Article 8 breached where council’s failure to provide suitable accommodation under section 21 made it virtually impossible for meaningful private and family life; just satisfaction required damages owing to council’s failure to apologise
Mr Bernard was the carer of his wife, who was severely disabled. She had limited mobility and was dependent on an electronic wheelchair. She was doubly incontinent and suffered from diabetes. He also looked after the couple’s six children. After accruing mortgage arrears, the family was forced to move from its fully-adapted house and took a tenancy in an unadapted property. When the tenancy expired, they applied to the defendant local authority as homeless persons. The council provided accommodation for the family in October 1998. In June 2000 the authority found them intentionally homeless (that decision was confirmed on review and Mr Bernard’s appeals to the county court and subsequently the Court of Appeal were finally dismissed in December 2001, see Bernard v Enfield LBC). In the meantime they remained in the property. In September 2000, the social services department undertook a number of assessments of Mrs Bernard’s needs, which indicated that the property was unsuitable since it was not adapted to her needs: she could not use her wheelchair, she could not access the toilet, she spent much of the day in a shower chair in the lounge where she slept, together with Mr Bernard and their two youngest children. The care plan stated that she needed assistance to move to a suitably adapted property. The council accepted that it was under a duty to make arrangements for the provision of suitably adapted accommodation under National Assistance Act 1948 s21(1)(a), but provided no explanation for the failure to comply with that duty or to act on the social services’ recommendation.
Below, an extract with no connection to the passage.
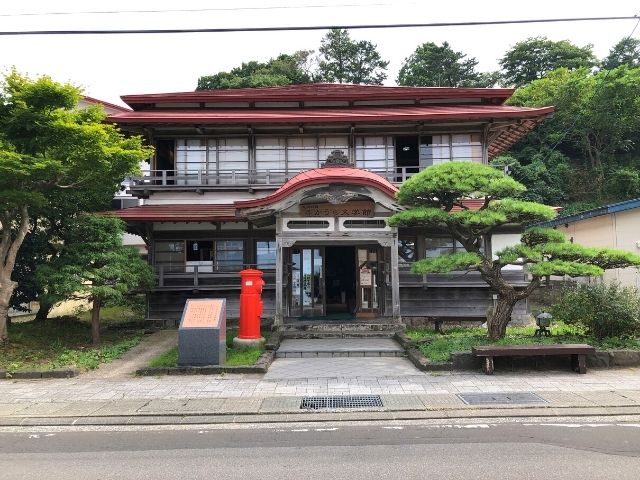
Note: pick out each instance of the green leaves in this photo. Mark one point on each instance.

Judicial review was granted on 27 March 2002 and the council was ordered to provide the claimants with suitable and adapted accommodation within six months. A claim for damages under Human Rights Act 1998 s8 was adjourned. The order was not complied with until 14 October 2002 when the claimants threatened to apply for an order requiring the council to show cause why its director should not be committed to prison for contempt of court. The council gave no explanation for the delay or failure to respond to correspondence.
Sullivan J held that, although some would describe the conditions in which the claimants were forced to live as degrading, particularly in light of Mrs Bernard’s incontinence, there was no breach of Article 3 ECHR (prohibition of inhuman or degrading treatment). The minimum level of severity threshold had not been crossed. Although not conclusive, the fact that there was no intention to humiliate or debase the claimants was an important consideration. Cases concerned with prisoner’s rights should be treated with caution outside the prison gates because a prisoner was in a uniquely vulnerable position. However, following the assessments in September 2000, the council was under an obligation to take positive steps to enable the claimants and their children to lead as normal a family life as possible (under Article 8). The failure to act showed a singular lack of respect for the claimants’ private and family life. It condemned them to living conditions which made it virtually impossible for them to have any meaningful private and family life. If a public body took steps once a problem had been drawn to its attention, it might be the case that nothing more would be required in order to afford just satisfaction. That was not the case here. Furthermore, the council had not acknowledged its error, provided an explanation or apology for its failure nor indicated that its procedures had been improved. The housing department had threatened to evict the claimant and the council had delayed in complying with the court order. An award of damages was necessary. It was difficult to see why awards should not be comparable to tortious awards. Furthermore, the awards recommended by the local government ombudsman were of great assistance. The award set should not be minimal because that would diminish respect for the policy underlying Human Rights Act 1998. Sullivan J awarded £8,000 to Mrs Bernard and £2,000 to Mr Bernard.
See now: Care Act 2014 and Social Services and Well-being (Wales) Act 2014.